Gene Kelly and Stanley Donen’s Singin’ in the Rain (1952) is a musical comedy that lampoons the conventions of movie stardom at the time of the transition from silent film to talkies. Singin’ in the Rain is typical of the American movie musical, and also reveals many of the characteristics of classic Hollywood cinema we’ve been studying so far.   

This week, analyze the narrative and formal elements of Singin’ in the Rain in relationship to what you have learned this week about musicals, comedies, and the melodramatic mode. Also, be sure to apply what you learn about editing and sound design. As always, discuss the narrative and formal elements in relationship to the role of the film in both reflecting and shaping the American public’s attitudes toward Hollywood itself. 

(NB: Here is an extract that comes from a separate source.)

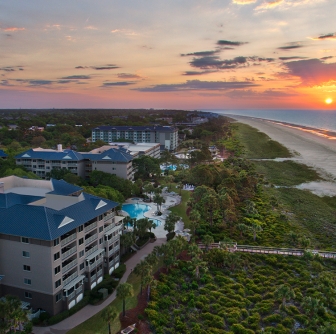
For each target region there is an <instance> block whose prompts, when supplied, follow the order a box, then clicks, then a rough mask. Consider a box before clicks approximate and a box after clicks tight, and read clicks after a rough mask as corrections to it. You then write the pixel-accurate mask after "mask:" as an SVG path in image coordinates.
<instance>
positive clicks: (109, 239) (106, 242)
mask: <svg viewBox="0 0 336 334" xmlns="http://www.w3.org/2000/svg"><path fill="white" fill-rule="evenodd" d="M117 240H119V234H117V235H115V236H114V237H112V238H111V239H109V240H105V244H107V245H111V244H112V243H113V242H115V241H117Z"/></svg>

PLOT: The classic Hollywood plot opens with an equilibrium, then there is disruption of that equilibrium, and at the end of the film there is a new equilibrium. You might notice there are 2 plots at work in Singin’ in the Rain: the romantic plot and the plot about making a transition from silent films to sound. Identify the e/d/e in both plots and explain how the 2 plots work together.

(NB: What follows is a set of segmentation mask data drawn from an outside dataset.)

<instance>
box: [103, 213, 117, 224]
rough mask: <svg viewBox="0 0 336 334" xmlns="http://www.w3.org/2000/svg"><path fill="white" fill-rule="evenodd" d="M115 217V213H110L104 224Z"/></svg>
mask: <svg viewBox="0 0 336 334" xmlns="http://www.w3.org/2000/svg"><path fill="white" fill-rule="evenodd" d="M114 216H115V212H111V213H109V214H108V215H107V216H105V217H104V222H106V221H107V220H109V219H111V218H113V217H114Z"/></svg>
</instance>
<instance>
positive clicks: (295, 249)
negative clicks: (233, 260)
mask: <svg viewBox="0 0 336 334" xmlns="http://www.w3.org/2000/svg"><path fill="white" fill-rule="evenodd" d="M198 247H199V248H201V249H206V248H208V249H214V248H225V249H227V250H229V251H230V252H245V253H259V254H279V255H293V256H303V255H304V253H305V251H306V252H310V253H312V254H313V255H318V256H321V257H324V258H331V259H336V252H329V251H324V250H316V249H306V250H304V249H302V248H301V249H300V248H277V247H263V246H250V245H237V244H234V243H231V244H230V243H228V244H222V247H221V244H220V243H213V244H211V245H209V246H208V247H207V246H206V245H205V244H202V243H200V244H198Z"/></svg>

FORM: This week you will emphasize the EDITING and, of course, SOUND. Watch this week’s videos on editing and sound design. Then analyze the editing and sound design in  2 key sequences in Singin’ in the Rain.

CULTURESingin’ in the Rain is a musical comedy in the melodramatic mode. As you watch, consider who is the hero, the heroine, and the villain. What are the surprises, reversal of fortunes, and last-minute rescues? How and when does Singin’ in the Rain shift between narrative and musical reality? And what taboo(s) or social anxieties does the film express?